В Таджикистане он снова оказался только в восьмидесятом, уже будучи секретарем Краснодарского крайкома КПСС. Приехал по партийным делам, с дружественным визитом, но специально выделил целый день, чтобы вернуться в «места отбытия детства», вернулся, чтобы окончательно все для себя прояснить.

Тогда в 54-м заведующая детдома просто переслала в совхоз справку, что он Самсон Иванович Коваленко — сирота и с 1941 по 1954 состоял на попечении государства. И больше ни слова, были таки у него родители, погибли они или пропали без вести…

Ничего не стоило, конечно, попросить местное начальство все проверить и выяснить. Проверили бы и выяснили, с гостеприимством у них традиционно все в норме, просьба гостя — закон. Вырыли бы из архивов его личное дело, если только сохранились эти архивы. Но дело было сугубо личное, а значит, и делать его следовало лично.
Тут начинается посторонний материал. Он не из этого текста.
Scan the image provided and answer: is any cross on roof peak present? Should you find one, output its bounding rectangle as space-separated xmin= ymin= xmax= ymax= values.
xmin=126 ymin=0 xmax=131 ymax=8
Городок он узнал с трудом. Дома ребенка больше не было, на его месте стояла новая школа. Только больница выглядела почти так же как тогда в войну, и по пыльному дворику опять гуляли раненые русские солдаты вперемежку с местными узкоглазыми пациентами.

А вот детдом стоял, так и не разбомбил его никто, и землетрясения прошли мимо. Стоял и даже расстраивался. К Коваленко отнеслись с почтением, даже с трепетом, видимо не часто баловали их высокие гости. Водили, показывали новые, но уже облупившиеся корпуса, недостроенный бассейн и спорткомплекс. Нашли-таки папку с его личным делом.

Никого из его воспиталок, училок и нянек, конечно, уже не осталось. Новая заведующая, чем-то похожая на красавицу Валентину Николаевну, не читая, отдала ему папку и скромно вышла из комнаты, чтобы не мешать.

Он смотрел на выцветшие буквы «Коваленко Самсон Иванович 30.06.1940» не решаясь заглянуть внутрь. Выкурил подряд две сигареты.

Наконец-то, кончится неизвестность. Детская тоска вылезла откуда-то из глубины желудка.

В папке лежали пожелтевшие листы. Сверху — коряво напечатанные на машинке. Это о нем уже о старшекласснике. Пролистал, не читая, добрался до самых нижних — справки с размытыми печатями, написанные чернильной ручкой.

«… эвакуирован с частью контингента детского дома N2 г. Краснодара…»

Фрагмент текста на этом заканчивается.